“Air bases in Slovakia are of great importance for the German Air Force for use against the East.”
On 12 February a Slovak delegation journeyed to Berlin. It consisted of Tuka, one of the Slovaks with whom the Germans had been in contact, and Karmasin, the paid representative of the Nazi conspirators in Slovakia. They conferred with Hitler and the Defendant Ribbentrop in the Reich Chancellery in Berlin on Sunday, 12 February 1939.
I now offer in evidence Document 2790-PS as Exhibit USA-110, the captured German Foreign Office minutes of that meeting:
“After a brief welcome Tuka thanks the Führer for granting this meeting. He addresses the Führer with ‘My Führer’ and he voices the opinion that he, though only a modest man himself, might well claim to speak for the Slovak nation. The Czech courts and prison gave him the right to make such a statement. He states that the Führer had not only opened the Slovak question but that he had been also the first one to acknowledge the dignity of the Slovak nation. The Slovakian people will gladly fight under the leadership of the Führer for the maintenance of European civilization. Obviously future association with the Czechs had become an impossibility for the Slovaks from a moral as well as an economic point of view.”

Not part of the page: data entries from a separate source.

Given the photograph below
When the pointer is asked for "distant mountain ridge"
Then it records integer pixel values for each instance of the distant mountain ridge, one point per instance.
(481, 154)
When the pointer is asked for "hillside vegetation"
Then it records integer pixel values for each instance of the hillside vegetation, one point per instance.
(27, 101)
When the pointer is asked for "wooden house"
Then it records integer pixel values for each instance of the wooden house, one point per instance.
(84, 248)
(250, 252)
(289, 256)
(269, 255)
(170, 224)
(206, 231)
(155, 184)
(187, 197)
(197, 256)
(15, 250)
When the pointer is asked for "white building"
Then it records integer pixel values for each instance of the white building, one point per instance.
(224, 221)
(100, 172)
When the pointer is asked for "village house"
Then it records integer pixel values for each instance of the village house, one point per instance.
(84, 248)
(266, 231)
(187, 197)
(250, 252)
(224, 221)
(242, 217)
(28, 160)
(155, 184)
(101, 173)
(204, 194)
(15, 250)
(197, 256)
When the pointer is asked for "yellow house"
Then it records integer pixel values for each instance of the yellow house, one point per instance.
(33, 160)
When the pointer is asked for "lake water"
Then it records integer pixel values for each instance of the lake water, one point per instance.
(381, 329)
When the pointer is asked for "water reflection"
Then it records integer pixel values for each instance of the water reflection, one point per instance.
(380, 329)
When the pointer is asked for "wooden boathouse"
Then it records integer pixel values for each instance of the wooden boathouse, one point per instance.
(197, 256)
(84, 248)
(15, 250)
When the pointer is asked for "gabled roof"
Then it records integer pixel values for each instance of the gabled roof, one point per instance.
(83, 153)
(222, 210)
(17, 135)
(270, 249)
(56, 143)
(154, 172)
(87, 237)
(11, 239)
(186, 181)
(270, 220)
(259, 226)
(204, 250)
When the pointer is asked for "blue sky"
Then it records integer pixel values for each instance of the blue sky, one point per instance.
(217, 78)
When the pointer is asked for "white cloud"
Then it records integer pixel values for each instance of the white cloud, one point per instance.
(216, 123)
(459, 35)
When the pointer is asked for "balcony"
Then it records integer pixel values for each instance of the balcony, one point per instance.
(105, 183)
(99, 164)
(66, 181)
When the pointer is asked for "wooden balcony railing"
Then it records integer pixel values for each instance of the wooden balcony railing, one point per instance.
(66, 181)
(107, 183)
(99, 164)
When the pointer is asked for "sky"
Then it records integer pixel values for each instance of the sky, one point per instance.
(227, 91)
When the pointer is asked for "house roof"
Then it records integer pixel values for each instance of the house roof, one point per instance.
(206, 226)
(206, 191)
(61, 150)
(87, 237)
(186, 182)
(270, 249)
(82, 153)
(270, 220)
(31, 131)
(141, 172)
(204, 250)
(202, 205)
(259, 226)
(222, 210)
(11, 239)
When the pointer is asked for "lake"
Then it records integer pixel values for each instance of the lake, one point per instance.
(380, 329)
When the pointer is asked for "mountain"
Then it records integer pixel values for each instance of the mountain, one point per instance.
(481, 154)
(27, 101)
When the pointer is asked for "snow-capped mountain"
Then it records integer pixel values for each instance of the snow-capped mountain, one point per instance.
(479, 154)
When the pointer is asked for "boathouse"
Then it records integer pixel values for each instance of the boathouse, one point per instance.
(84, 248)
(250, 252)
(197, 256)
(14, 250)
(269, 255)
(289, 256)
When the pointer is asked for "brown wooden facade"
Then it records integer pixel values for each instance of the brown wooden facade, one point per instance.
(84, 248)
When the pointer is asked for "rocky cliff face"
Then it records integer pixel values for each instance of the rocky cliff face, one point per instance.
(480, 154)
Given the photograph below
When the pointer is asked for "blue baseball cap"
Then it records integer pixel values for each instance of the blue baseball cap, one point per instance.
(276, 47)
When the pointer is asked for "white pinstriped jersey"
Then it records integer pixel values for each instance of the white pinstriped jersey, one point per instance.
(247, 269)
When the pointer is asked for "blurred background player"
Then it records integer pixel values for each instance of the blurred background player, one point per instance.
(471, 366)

Then skipping to the last sentence: “ ‘I entrust the fate of my people to your care.’ ”—addressing that to the Führer!
During the meeting the Nazi conspirators apparently were successful in planting the idea of insurrection with the Slovak delegation. I refer to the final sentence of the document, which I have just read, the sentence spoken by Tuka, “I entrust the fate of my people to your care.”
It is apparent from these documents that in mid-February 1939 the Nazis had a well-disciplined group of Slovaks at their service, many of them drawn from the ranks of Father Hlinka’s party. Flattered by the personal attention of such men as Hitler and the Defendant Ribbentrop and subsidized by German representatives, these Slovaks proved willing tools in the hands of the Nazi conspirators.
In addition to Slovaks, the conspirators made use of the few Germans still remaining within the mutilated Czechoslovak Republic. Kundt, Henlein’s deputy who had been appointed leader of this German minority, created as many artificial “focal points of German culture” as possible. Germans from the districts handed over to Germany were ordered from Berlin to continue their studies at the German University in Prague and to make it a center of aggressive Nazism.
With the assistance of German civil servants, a deliberate campaign of Nazi infiltration into Czech public and private institutions was carried out, and the Henleinists gave full co-operation to Gestapo agents from the Reich who appeared on Czech soil. The Nazi political activity was designed to undermine and to weaken Czech resistance to the commands from Germany.